Monumento a la Victoria de Santa Cruz de Tenerife
El denominado Monumento a la Victoria, conocido popularmente como Monumento a Franco, fue inaugurado en 1964 con la finalidad expresa de conmemorar la victoria militar del bando sublevado y perpetuar en el espacio público la memoria de la dictadura franquista.
La Comisión Técnica ha estimado que el conjunto escultórico y su programa iconográfico presentan la Guerra de España como una “Cruzada” salvadora y exaltan la figura de Francisco Franco y el triunfo del régimen surgido del golpe de Estado de 1936. Se trata, además, de uno de los conjuntos monumentales franquistas de mayor dimensión conservados en España y de uno de los principales hitos de la arquitectura conmemorativa del régimen.

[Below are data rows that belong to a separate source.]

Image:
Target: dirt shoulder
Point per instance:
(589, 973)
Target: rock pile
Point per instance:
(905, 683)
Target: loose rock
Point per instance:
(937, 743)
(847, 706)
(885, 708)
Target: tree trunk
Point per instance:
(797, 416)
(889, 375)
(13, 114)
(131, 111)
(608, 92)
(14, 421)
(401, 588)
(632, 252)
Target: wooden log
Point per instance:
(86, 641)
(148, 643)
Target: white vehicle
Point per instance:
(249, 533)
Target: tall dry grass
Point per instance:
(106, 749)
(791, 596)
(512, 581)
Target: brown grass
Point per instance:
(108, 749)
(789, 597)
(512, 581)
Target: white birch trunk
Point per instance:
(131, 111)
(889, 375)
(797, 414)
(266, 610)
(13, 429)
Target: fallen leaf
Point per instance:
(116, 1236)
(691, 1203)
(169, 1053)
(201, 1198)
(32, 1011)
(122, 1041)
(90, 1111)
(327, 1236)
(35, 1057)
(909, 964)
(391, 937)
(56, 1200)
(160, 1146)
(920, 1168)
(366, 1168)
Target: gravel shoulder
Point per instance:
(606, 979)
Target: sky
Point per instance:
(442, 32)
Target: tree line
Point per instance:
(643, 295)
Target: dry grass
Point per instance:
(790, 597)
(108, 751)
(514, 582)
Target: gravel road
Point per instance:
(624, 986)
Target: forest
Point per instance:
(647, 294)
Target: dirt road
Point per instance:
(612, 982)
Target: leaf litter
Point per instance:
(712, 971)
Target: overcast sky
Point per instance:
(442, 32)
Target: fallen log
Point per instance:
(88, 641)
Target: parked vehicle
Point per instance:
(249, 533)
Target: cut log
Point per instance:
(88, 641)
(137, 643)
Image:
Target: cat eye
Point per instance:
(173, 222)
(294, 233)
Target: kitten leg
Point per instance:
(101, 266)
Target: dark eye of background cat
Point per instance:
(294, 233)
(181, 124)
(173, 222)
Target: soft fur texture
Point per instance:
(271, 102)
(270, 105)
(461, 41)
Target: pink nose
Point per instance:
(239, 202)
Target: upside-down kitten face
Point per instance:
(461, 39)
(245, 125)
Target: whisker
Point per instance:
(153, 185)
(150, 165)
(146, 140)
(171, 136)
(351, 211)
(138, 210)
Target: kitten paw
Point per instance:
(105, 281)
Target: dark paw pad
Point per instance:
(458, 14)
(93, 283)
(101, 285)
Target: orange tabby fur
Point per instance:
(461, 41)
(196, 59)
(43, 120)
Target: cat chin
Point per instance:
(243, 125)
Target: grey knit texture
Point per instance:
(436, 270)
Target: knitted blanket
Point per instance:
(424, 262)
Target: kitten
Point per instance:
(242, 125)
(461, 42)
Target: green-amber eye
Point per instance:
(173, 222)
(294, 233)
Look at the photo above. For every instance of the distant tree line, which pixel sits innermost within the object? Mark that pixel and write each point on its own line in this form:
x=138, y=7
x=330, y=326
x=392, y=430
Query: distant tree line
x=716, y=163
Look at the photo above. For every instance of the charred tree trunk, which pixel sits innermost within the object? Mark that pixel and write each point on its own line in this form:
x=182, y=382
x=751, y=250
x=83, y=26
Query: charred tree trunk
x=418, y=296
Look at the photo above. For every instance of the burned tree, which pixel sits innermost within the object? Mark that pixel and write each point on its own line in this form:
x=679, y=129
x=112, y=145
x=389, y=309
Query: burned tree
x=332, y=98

La resolución se produce después de que el Consejo de Patrimonio Cultural de Canarias rechazara su declaración como Bien de Interés Cultural por amplísima mayoría y sin votos en contra, al considerar que no concurren valores patrimoniales suficientes que justifiquen la conservación de un monumento cuya finalidad esencial es la exaltación de la dictadura.